I’ve heard that eating raw liver and toriwasa that uses undercooked chicken can lead to food poisoning; is this true?
- Are other types of meat and seafood safe to eat raw?
- Can meat be eaten raw later if it is carefully frozen while still fresh?
- How much should I cook meat to make it safe?
The meat and organs (such as the liver and heart) of cows, pigs, chickens, and other animals can carry bacteria, viruses, and parasites which cause food poisoning. Freshness has no bearing on this fact; accordingly, cook meat thoroughly so the heat reaches the center before eating.
Raw and insufficiently cooked meat can carry bacteria which cause food poisoning. Even healthy livestock such as cows, pigs, and chickens can carry bacteria which cause food poisoning in their intestines such as Campylobacter, Enterohemorrhagic E. coli O157, and salmonella. As these bacteria can cause food poisoning in small amounts, eating meat carrying these bacteria, even if fresh, raw or insufficiently cooked like with dishes such as toriwasa and tataki can result in food poisoning. In addition, although refrigerating meat will help prevent bacteria from multiplying, again, some bacteria can cause food poisoning in small amounts, meaning the danger is unchanged.
As regards beef liver, Enterohemorrhagic E. coli O157 has been detected not only on the surface but also inside beef liver. Accordingly, the sale and serving of beef liver for raw consumption has been banned by law.
In addition, pork meat, liver, and other organs can result in infection by the hepatitis E virus when eaten raw, as well as food poisoning by bacteria or even more severe food poisoning by parasites. Accordingly, the sale and serving of pork for raw consumption has also been banned by law.

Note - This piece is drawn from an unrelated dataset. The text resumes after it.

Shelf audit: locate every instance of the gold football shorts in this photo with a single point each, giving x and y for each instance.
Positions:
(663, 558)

If you are going to eat raw beef, only eat beef which has been specially prepared for eating raw.
However, you should never give raw meat to children, senior citizens, or persons with weakened resistance to food poisoning. Even with meat specially prepared for raw consumption, it is not possible to completely eliminate the risk of food poisoning.

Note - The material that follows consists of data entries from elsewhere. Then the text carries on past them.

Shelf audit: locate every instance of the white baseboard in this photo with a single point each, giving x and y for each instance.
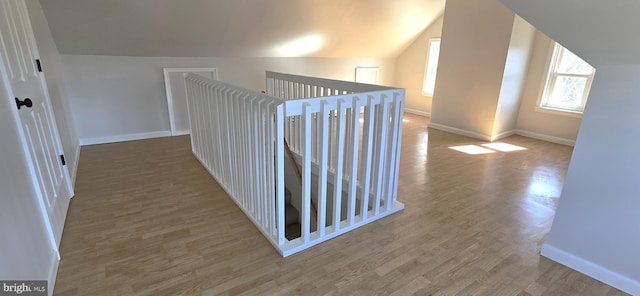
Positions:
(458, 131)
(591, 269)
(503, 135)
(547, 138)
(123, 138)
(53, 274)
(417, 112)
(180, 133)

There is no such thing as zero risk of food poisoning.
Eating pork meat, liver, or other organs raw carries the danger of incurring a severe case of food poisoning caused by the hepatitis E virus, salmonella, Campylobacter, or other bacteria which cause food poisoning.

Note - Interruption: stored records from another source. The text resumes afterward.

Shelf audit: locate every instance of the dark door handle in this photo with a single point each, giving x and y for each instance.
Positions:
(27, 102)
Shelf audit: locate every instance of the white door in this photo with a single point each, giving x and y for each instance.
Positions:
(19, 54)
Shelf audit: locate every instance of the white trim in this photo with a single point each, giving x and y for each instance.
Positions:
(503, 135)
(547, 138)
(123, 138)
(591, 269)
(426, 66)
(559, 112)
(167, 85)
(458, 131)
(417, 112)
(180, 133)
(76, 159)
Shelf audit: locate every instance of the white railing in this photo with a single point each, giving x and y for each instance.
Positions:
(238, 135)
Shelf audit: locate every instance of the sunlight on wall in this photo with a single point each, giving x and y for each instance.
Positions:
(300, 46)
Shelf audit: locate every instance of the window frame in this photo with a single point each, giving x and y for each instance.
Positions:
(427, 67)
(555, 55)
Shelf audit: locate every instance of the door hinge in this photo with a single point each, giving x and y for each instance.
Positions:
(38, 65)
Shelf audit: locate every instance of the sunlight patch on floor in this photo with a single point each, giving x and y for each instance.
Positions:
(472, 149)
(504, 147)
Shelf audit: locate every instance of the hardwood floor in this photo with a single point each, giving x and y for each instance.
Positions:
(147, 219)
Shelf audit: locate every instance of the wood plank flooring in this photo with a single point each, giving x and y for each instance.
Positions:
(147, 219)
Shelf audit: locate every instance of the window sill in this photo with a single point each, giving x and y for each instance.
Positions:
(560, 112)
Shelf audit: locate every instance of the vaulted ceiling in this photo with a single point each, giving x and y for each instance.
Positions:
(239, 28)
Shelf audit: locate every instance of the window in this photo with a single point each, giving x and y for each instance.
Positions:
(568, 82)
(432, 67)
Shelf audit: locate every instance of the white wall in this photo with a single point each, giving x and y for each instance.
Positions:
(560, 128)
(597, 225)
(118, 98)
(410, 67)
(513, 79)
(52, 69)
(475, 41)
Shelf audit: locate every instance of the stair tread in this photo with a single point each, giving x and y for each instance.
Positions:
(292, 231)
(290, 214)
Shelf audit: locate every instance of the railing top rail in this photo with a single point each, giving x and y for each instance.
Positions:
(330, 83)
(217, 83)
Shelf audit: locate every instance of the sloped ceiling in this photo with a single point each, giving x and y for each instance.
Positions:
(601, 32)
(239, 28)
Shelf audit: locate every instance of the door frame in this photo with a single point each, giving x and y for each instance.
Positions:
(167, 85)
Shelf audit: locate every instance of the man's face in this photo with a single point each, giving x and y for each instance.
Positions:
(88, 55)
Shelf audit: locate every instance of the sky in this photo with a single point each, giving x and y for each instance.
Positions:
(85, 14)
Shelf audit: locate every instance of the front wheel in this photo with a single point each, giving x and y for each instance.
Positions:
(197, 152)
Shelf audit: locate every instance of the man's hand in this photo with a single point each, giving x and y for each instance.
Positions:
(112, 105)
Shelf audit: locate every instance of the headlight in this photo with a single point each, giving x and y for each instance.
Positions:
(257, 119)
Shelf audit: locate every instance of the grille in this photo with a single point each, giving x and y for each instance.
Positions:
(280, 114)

The freshness of the meat also does not matter. Accordingly, always thoroughly cook pork meat, liver, and other organs before eating.
If you are going to eat raw horse meat or liver, only eat horse which has been specially prepared for eating raw. Horse meat and liver prepared to be eaten raw will be labeled as such and will also include labels indicating the name of the slaughterhouse and/or processing plant where it was prepared.
Wild animals such as deer and boar can also carry bacteria which cause food poisoning, parasites, and the hepatitis E virus. Accordingly, cook the meat of these animals well before eating them.
When eating meat, cooking it thoroughly such that the center of the meat reaches 75° C for at least a minute (approximately until the center of meat changes color completely) will kill bacteria which cause food poisoning.
As regards seafood, Vibrio parahaemolyticus, a bacteria which causes food poisoning and which is often found on seafood, cannot cause sickness in people unless it multiplies in number to some extent. Legal standards have been established for seafood which will be served raw which are designed to prevent the growth of bacteria which cause food poisoning such as Vibrio parahaemolyticus. Accordingly, in general eating raw seafood specially prepared to be served raw should pose no health problems. However, particular care is required when eating seafood during hot weather – be sure to store seafood in your refrigerator when not being eaten or prepared, even for short periods of time. Seafood can also carry parasites such as Anisakis; these can be eliminated through cooking and will pose no health problem accordingly.